Para o cônego Lázaro, esse papel de resistência não pode se perder. “O Rosário é um lugar para fazer eco dessa cultura, dessa beleza, dessa dinâmica da fé, dessa dinâmica da resistência, da espiritualidade, de resistir diante de todo o racismo. Racismo religioso, racismo estrutural, racismo institucional, de todo esse processo de banalização da fé, das pessoas, de exclusão dos negros e negras, que ainda está hoje tão presente”, defende.

Rotina de lazer

A memória viva dos 475 anos de Salvador está nas pessoas que habitam o Centro Antigo, nas suas fabulações e histórias. É na praça ao redor do Coreto do Santo Antônio que mães tomam cerveja no fim de tarde enquanto os filhos brincam, e pessoas como o fotógrafo Paulo ‘Pilha’ se reúnem para esperar o pôr do sol. Enquanto contempla e aguarda, Paulo conta que nem sempre o Santo Antônio foi o polo gastronômico badalado que é hoje.

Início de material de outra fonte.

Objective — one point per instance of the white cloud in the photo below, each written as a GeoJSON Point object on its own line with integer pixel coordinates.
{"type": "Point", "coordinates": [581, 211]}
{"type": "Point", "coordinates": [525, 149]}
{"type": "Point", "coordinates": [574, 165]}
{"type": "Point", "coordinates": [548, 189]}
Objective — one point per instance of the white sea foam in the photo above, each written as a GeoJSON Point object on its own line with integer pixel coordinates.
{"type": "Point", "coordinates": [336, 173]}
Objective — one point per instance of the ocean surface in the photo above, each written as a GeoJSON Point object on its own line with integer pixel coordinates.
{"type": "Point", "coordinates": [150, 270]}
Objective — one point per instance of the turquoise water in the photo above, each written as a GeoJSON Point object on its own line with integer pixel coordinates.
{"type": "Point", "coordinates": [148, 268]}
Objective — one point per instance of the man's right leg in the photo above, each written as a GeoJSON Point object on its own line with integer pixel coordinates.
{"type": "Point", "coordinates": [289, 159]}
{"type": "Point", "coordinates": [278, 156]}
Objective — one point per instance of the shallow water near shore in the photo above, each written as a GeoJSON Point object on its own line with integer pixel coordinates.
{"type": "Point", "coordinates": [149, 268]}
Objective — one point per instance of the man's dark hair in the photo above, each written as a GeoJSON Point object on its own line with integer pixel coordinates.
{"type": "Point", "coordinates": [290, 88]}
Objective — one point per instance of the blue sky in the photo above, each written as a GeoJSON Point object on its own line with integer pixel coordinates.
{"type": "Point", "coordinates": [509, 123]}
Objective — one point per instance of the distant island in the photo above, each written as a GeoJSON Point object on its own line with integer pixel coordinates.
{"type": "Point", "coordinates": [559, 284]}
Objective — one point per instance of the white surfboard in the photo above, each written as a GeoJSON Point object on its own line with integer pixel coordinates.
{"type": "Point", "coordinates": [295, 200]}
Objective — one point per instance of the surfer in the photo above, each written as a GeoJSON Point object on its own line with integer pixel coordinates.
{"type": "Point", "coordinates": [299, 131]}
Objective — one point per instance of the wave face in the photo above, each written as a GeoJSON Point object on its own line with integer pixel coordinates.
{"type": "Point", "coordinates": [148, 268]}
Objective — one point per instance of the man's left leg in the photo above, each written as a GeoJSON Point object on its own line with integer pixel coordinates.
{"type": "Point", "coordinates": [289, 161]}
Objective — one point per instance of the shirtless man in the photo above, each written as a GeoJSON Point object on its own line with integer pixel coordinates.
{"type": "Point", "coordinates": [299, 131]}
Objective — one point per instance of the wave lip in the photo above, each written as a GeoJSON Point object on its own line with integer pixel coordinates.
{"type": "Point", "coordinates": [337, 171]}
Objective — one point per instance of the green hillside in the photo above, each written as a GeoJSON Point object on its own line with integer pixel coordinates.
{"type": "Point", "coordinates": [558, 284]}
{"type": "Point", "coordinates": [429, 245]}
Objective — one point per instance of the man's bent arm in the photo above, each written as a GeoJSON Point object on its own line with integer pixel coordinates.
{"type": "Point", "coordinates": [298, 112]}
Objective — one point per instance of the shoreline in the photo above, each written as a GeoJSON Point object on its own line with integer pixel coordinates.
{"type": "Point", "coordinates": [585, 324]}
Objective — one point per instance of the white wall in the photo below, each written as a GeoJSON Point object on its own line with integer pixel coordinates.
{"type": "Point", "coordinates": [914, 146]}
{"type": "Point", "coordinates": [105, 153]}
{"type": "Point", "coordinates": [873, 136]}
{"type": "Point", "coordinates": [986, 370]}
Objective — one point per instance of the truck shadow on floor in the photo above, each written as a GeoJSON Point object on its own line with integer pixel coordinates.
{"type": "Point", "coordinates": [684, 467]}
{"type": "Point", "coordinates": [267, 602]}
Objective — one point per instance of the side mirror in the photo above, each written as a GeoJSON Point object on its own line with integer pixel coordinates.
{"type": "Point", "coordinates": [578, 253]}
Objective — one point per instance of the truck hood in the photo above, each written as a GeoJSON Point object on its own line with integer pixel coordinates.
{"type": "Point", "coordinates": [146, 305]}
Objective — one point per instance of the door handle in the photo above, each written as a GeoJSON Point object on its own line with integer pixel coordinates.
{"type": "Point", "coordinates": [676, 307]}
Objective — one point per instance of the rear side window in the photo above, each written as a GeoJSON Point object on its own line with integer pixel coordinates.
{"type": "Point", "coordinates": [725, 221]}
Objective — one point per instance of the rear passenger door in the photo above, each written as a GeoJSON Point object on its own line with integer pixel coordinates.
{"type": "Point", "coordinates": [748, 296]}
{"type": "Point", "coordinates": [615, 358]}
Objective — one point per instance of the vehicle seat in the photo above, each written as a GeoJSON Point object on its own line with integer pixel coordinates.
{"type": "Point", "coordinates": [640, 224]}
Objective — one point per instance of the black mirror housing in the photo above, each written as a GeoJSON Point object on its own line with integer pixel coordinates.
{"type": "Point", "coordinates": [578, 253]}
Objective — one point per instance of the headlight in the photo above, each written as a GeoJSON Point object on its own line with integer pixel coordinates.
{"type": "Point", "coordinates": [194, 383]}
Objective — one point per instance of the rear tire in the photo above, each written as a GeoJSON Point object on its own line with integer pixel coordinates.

A coordenadora da Casa Cultural Reggie, Jussara Santana, que há 45 anos mora no Pelourinho, também testemunhou muitas mudanças. “Ando na Rua do Passo, em que foi filmado ‘O Pagador de Promessas’, vi Michael Jackson e Nelson Mandela. Faço parte disso. Tive meus filhos aqui, meus netos, sempre trabalhando com a cultura. Esse é um espaço de afirmação da diversidade cultural que vem trazida pelos nossos ancestrais. É a cara do Brasil”, resume.